The Government should keep its hands off our pensions!
Comments Off on The Government should keep its hands off our pensions!The Government should remove the £1m lifetime allowance and keep it’s hands off our Pensions!
Changes in pensions legislation have had more impact than anything else I have experienced as a financial planner. The most significant development was the sweeping changes to pensions announced in the Labour government’s 2004 budget, which came into effect on 6 April 2006 and became known as “pensions simplification”.
The aim was to encourage retirement planning by simplifying the previous eight tax regimes into one single regime for all individual and occupational pensions.
‘A foolish piece of legislation’
One of the most important changes (and one which many people thought would not affect them) was the introduction for the first time of a £1.5m “lifetime allowance”. It meant that all personal and occupational pension benefits that exceeded this limit would be hit with a 55 per cent tax charge.
Since 2010, successive governments, in their attempts to tighten the Treasury’s coffers, have reduced the lifetime allowance to its current cap of £1m.
Protections have been put into place for investors with funds that transition these limits but, 11 years since its introduction, an allowance which originally affected only a small proportion of retirees is now affecting many.
Since the introduction of the lifetime allowance in 2006, the FTSE All-Share index is up 91 per cent, so anyone with a little more than £500,000 in a pension then may now be experiencing its impact.
The lifetime allowance is, in my opinion, a foolish piece of legislation which only penalises those who are sensible and have made good provision for their retirement. It is a penalty on the prudent.
There seems little benefit to anyone – other than the Treasury – of the lifetime allowance, particularly since the introduction of the annual allowance (a £40,000 cap on annual pension contributions).
One hopes that in the fullness of time it will be removed, but let’s not hold our breath.
Double standards depending on the type of pension
A 65-year-old retiring with a £1m personal pension fund can purchase an annuity in today’s market of £32,000 per year indexing with inflation, or £28,000 a year when you include a 50 per cent spouse’s pension for someone the same age.
Their defined-benefits counterparts, on the other hand, would need a pension of £50,000 per year to hit the £1m mark, with the 20-times multiplier to calculate their equivalent lifetime allowance value.
This is particularly unfair when cash-equivalent transfer values are obtained from defined benefits schemes and the cash value is far higher than the 20-times multiple. The cash values being offered can often be as high as 40 times, effectively doubling the lifetime allowance.

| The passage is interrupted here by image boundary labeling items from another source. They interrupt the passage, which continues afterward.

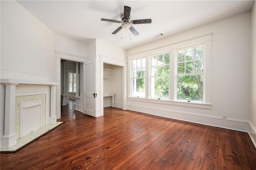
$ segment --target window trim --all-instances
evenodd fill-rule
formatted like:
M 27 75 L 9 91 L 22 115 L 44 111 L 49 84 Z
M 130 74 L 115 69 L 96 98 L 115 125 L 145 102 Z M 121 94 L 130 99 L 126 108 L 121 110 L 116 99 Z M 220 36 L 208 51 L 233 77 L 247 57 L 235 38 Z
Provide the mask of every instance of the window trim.
M 69 75 L 70 74 L 72 74 L 72 82 L 70 83 L 70 77 L 69 77 Z M 74 88 L 74 84 L 75 83 L 76 83 L 76 82 L 75 82 L 76 81 L 76 79 L 75 78 L 75 74 L 76 74 L 76 73 L 73 73 L 73 72 L 69 72 L 68 73 L 68 93 L 76 93 L 76 88 Z M 69 84 L 71 83 L 72 83 L 72 91 L 69 91 Z
M 142 59 L 144 58 L 145 59 L 145 74 L 144 74 L 144 77 L 140 77 L 140 78 L 143 78 L 144 77 L 144 78 L 145 79 L 144 82 L 145 84 L 144 85 L 144 91 L 145 91 L 145 96 L 144 97 L 143 97 L 143 96 L 133 96 L 132 95 L 132 89 L 133 89 L 133 87 L 132 87 L 132 80 L 134 79 L 137 79 L 138 78 L 138 77 L 133 77 L 133 75 L 132 74 L 132 71 L 133 71 L 133 63 L 132 63 L 132 61 L 133 60 L 137 60 L 138 59 L 141 59 L 142 61 Z M 148 72 L 148 71 L 146 71 L 146 67 L 147 67 L 147 65 L 146 65 L 146 56 L 143 56 L 143 57 L 138 57 L 138 58 L 134 58 L 134 59 L 132 59 L 131 60 L 131 67 L 130 67 L 130 74 L 131 76 L 130 76 L 130 96 L 133 97 L 137 97 L 137 98 L 139 98 L 139 97 L 142 97 L 142 98 L 145 98 L 146 97 L 146 77 L 147 77 L 147 72 Z M 137 66 L 137 65 L 136 65 L 136 66 Z
M 169 70 L 169 75 L 158 75 L 158 76 L 152 76 L 152 67 L 154 66 L 152 66 L 152 56 L 155 56 L 156 55 L 160 55 L 160 54 L 162 54 L 163 55 L 163 57 L 164 56 L 163 55 L 164 54 L 166 54 L 166 53 L 169 53 L 169 69 L 170 69 L 170 51 L 168 50 L 168 51 L 164 51 L 164 52 L 162 52 L 161 53 L 155 53 L 155 54 L 152 54 L 150 55 L 149 55 L 149 61 L 148 61 L 150 63 L 150 66 L 149 66 L 149 72 L 150 73 L 149 74 L 149 77 L 148 77 L 149 79 L 149 84 L 148 84 L 148 86 L 149 87 L 149 99 L 156 99 L 158 100 L 170 100 L 170 70 Z M 164 65 L 164 64 L 163 64 L 163 65 Z M 167 64 L 166 64 L 166 65 L 167 65 Z M 158 66 L 158 65 L 155 65 L 154 66 Z M 151 85 L 152 85 L 152 82 L 151 82 L 151 81 L 152 80 L 152 77 L 167 77 L 169 78 L 169 95 L 168 95 L 168 99 L 165 99 L 165 98 L 158 98 L 158 97 L 152 97 L 152 94 L 151 92 L 152 91 L 151 90 Z
M 131 79 L 128 79 L 128 90 L 130 92 L 130 96 L 128 96 L 128 100 L 136 101 L 140 101 L 150 102 L 156 103 L 169 104 L 171 105 L 175 105 L 177 106 L 186 106 L 192 107 L 196 107 L 204 109 L 211 109 L 211 40 L 212 33 L 211 33 L 206 35 L 190 39 L 182 42 L 177 42 L 173 44 L 166 45 L 164 47 L 159 47 L 154 49 L 144 51 L 140 53 L 131 55 L 128 56 L 128 68 L 130 70 L 128 70 L 128 75 L 131 77 L 131 60 L 143 57 L 146 57 L 146 77 L 145 82 L 145 97 L 137 98 L 132 97 L 131 95 L 130 81 Z M 175 63 L 175 50 L 176 49 L 178 49 L 182 47 L 189 47 L 197 44 L 204 43 L 205 48 L 205 57 L 204 59 L 204 78 L 205 79 L 205 83 L 204 85 L 204 90 L 205 90 L 205 100 L 204 103 L 202 102 L 191 101 L 190 102 L 184 101 L 178 101 L 174 100 L 174 91 L 176 89 L 174 88 L 175 85 L 175 71 L 176 67 L 175 64 L 173 66 L 171 64 Z M 158 100 L 157 99 L 152 99 L 150 97 L 150 89 L 149 88 L 150 83 L 150 56 L 154 54 L 160 53 L 167 51 L 170 51 L 170 70 L 169 74 L 169 99 L 161 99 Z M 175 67 L 174 67 L 175 66 Z M 148 67 L 147 68 L 147 67 Z
M 180 49 L 186 49 L 186 48 L 190 48 L 190 47 L 194 47 L 196 46 L 199 46 L 200 45 L 203 45 L 204 47 L 204 58 L 203 59 L 203 71 L 202 72 L 200 72 L 200 73 L 184 73 L 184 74 L 182 74 L 182 75 L 193 75 L 193 74 L 194 74 L 194 75 L 198 75 L 198 74 L 200 74 L 201 73 L 202 73 L 203 74 L 203 81 L 204 81 L 204 82 L 203 82 L 203 101 L 186 101 L 185 100 L 178 100 L 178 99 L 177 99 L 177 77 L 178 75 L 180 75 L 180 74 L 178 74 L 178 73 L 177 72 L 177 70 L 178 70 L 178 60 L 177 60 L 177 51 Z M 206 53 L 205 53 L 205 43 L 204 42 L 203 43 L 198 43 L 197 44 L 194 44 L 194 45 L 190 45 L 188 46 L 187 46 L 187 47 L 184 47 L 181 48 L 176 48 L 175 49 L 175 54 L 174 54 L 174 57 L 175 57 L 175 63 L 174 63 L 174 70 L 175 70 L 175 71 L 174 71 L 174 101 L 182 101 L 182 102 L 194 102 L 194 103 L 204 103 L 205 101 L 205 96 L 206 96 L 206 89 L 205 89 L 205 69 L 206 67 L 206 63 L 205 63 L 205 57 L 206 56 Z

It is a clear two-tier system.
Tax-deferred, not tax-free
When planning for your retirement, you need to consider government intervention as a risk. New policies have affected pensions numerous times over the years, most notably through the equalisation of male and female state retirement ages, the increasing of the state retirement age, and the increase of the minimum retirement age for personal pensions.
With the UK running a £69bn annual deficit and the country’s debt at about £1.6trn and rising, ask yourself this: if the Government wanted to slow down this debt growth, how might it do it?
One answer is to increase taxation. So, while today, you might receive 20 per cent or 40 per cent or 45 per cent tax relief, you may find the taxation of your pension is higher during your long retirement in the future.
Pensions are tax-deferred retirement schemes, not tax-free. A healthy balance between ISAs and pensions tends to be the only safe conclusion.